Cathay Passenger Traffic Just 1% Usual After ‘Drastic’ Drop
(Bloomberg) -- Cathay Pacific Airways Ltd. expects passenger numbers to stay below 1,000 a day this month compared with the usual 100,000 as it operates at just 3% of normal capacity.
The Hong Kong-based airline said it is impossible to predict when demand will improve as the economic impact of the coronavirus pandemic is intensifying. One day this week, Cathay and Cathay Dragon carried only 302 passengers.
The company’s dire outlook came as it released figures for March that showed “drastic decreases” in passengers. The airline and Cathay Dragon carried a total of 311,128 passengers last month, down 90% from March 2019. Revenue passenger kilometers tumbled 84.3% and passenger load factor dropped to 49.3%. For the quarter, passengers were down 52% from a year earlier.

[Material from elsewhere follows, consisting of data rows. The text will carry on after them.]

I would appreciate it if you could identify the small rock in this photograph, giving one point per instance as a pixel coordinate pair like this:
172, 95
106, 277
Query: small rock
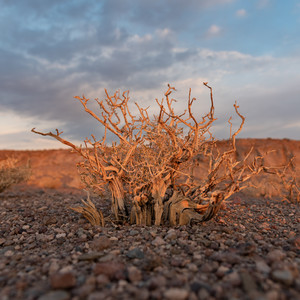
152, 262
97, 296
90, 256
262, 267
246, 248
296, 242
275, 255
55, 295
222, 270
113, 270
176, 294
135, 253
134, 274
102, 280
158, 241
60, 235
171, 235
157, 282
101, 243
283, 276
203, 294
248, 283
233, 278
8, 253
62, 280
133, 232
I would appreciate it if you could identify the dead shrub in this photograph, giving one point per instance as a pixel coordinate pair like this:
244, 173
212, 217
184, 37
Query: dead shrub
149, 168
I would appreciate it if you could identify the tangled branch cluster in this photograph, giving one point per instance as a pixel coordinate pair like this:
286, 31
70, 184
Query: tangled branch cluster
149, 168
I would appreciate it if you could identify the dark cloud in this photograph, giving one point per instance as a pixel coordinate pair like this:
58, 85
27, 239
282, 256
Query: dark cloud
51, 51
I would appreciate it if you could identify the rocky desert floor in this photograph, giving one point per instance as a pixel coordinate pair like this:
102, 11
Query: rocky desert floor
47, 251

“Passenger demand dropped rapidly and tremendously in late March following the introduction of arrival restrictions on all non-resident visitors to Hong Kong, including transit passengers,” Cathay’s Chief Customer and Commercial Officer Ronald Lam said in a statement. “On each of the last two days of March we carried fewer than 1,000 passengers only.”
In April 2019, Cathay and Cathay Dragon carried 3.1 million passengers.
Cathay’s shares rose 0.9% in Hong Kong on Thursday, taking their advance from a March 23 low to 18%. They are still down 22% this year though.
“In April and May, we will be operating a bare skeleton passenger flight schedule,” Lam said. “We are doing everything we can to reduce our expenditure and preserve cash for the coming months.”
The airline said earlier this week it will no longer impose fuel surcharges on most flights from May 1. Cathay was already struggling from the impact pro-democracy protests in Hong Kong last year, and has warned that it faces a substantial loss in the first half of this year.
Cathay made an unaudited loss of more than HK$2 billion ($258 million) in February alone due to disruption from the coronavirus.